Mankell relates a galvanising experience in Uganda. A girl, who had lost both her parents, came up and said she wanted to show him something. This turned out to be a folded piece of paper inside which lay a dead blue butterfly: "This is the most important book I've ever read." It impelled Mankell to apply his formidable energies to a project which encourages the compilation by survivors of what has been significant and special about those who have perished, at an untimely age, without recognition. This work is recounted in I Die, But The Memory Lives On (2003).

Mankell has a thoughtful, serious manner; his answers are articulate, considered and always sound first-hand. His somewhat rugged, austere face bears a decided resemblance to the late John Thaw's - not inappropriately, as both men are, in public eyes, inextricable from a much-admired fictional detective.

Did he ever know his Nelio? "As far as I know there is no exact Nelio in reality. He's a combination of many children; the glue in his character is my own imagination. But I think it would be fairly easy to find someone who is a brother to Nelio, not only in Maputo but in all the cities of the world." Some years ago Mankell was asked, "How come you write so much about children?" He expostulated, "Can you honestly think of anything more important than talking about or with children?" The Wallander novel concurrent with Chronicler of the Winds was the haunting Sidetracked with, at its centre, a teenage boy who has suffered horribly.

"I have," confesses Mankell, "an idol in my life: a poster I have kept for many years. This is myself at 11 years of age; he's my greatest hero in life. At that time I was at my best, at that time I had an absolute belief in the imagination as a tool to handle reality. I thought it was possible to do everything. Today I know more, but the power I had at that time...!"

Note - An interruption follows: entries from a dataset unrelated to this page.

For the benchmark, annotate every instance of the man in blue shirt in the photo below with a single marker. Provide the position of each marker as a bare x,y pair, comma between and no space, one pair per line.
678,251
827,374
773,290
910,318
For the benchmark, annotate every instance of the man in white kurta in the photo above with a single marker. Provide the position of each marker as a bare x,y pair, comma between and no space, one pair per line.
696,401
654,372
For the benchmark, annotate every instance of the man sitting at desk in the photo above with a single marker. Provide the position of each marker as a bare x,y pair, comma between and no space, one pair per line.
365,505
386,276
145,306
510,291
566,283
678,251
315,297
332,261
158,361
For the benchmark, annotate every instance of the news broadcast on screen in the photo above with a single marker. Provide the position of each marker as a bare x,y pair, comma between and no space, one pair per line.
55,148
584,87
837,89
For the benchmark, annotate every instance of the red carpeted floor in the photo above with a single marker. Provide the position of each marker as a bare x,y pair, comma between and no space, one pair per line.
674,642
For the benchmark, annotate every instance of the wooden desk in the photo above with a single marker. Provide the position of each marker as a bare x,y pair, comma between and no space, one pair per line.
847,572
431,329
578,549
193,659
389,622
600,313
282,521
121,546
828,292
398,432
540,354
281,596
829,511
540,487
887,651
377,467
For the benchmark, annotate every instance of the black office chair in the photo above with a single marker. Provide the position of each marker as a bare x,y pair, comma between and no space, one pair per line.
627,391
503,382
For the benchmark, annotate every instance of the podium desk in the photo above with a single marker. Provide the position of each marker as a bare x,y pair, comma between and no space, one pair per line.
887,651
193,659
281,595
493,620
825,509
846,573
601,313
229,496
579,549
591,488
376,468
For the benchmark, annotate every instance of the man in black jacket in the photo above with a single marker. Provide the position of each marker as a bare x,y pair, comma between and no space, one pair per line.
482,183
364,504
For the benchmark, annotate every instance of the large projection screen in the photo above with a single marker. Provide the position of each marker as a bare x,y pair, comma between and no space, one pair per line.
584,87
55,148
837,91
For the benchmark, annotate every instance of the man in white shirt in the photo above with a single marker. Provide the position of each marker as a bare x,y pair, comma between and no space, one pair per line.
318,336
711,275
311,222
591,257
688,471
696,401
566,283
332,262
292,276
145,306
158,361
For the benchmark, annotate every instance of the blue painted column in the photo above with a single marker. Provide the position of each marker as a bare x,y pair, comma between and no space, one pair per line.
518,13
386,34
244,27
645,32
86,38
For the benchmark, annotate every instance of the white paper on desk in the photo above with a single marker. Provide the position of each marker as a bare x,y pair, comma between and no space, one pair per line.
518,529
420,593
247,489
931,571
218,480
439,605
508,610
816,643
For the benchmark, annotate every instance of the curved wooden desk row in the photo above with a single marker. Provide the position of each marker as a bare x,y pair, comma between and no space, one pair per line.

Certainly, Mankell's trust in the imagination is impressively strong, and he still has the power to do a very great deal. When he talks of Portugal's shameful colonial legacy, of the inadequate response to poverty and social turmoil by the established churches, of apartheid South Africa's financing of banditry to destabilise Mozambique, of the creeping deprivations in European as well as Third World cities, one senses a man of stern principle and vigorous intellectual control. But always, you realise, he will serve his convictions with his fecund powers of invention, gifts he ascribes to all the street children in his novel. We are, he says, "not homo sapiens but homo narrans, the storytelling species".

Biography

Born in Sweden in 1948, Henning Mankell left school at 16 to become a merchant seaman. By 1968, he was back in Sweden, working in the theatre and writing in a prolific range of genres. His breakthrough came with the Kurt Wallander detective novels, now translated into 35 languages. Mankell is presently engaged in a sequence about Wallander's daughter, Linda, beginning with Before the Frost (2002). Chronicler of the Winds is published this week by Harvill Secker, and a paperback of The Man Who Smiled has just appeared from Vintage. Henning Mankell divides his life between Sweden and Mozambique. He is married to the choreographer Eva Bergman, daughter of the director Ingmar.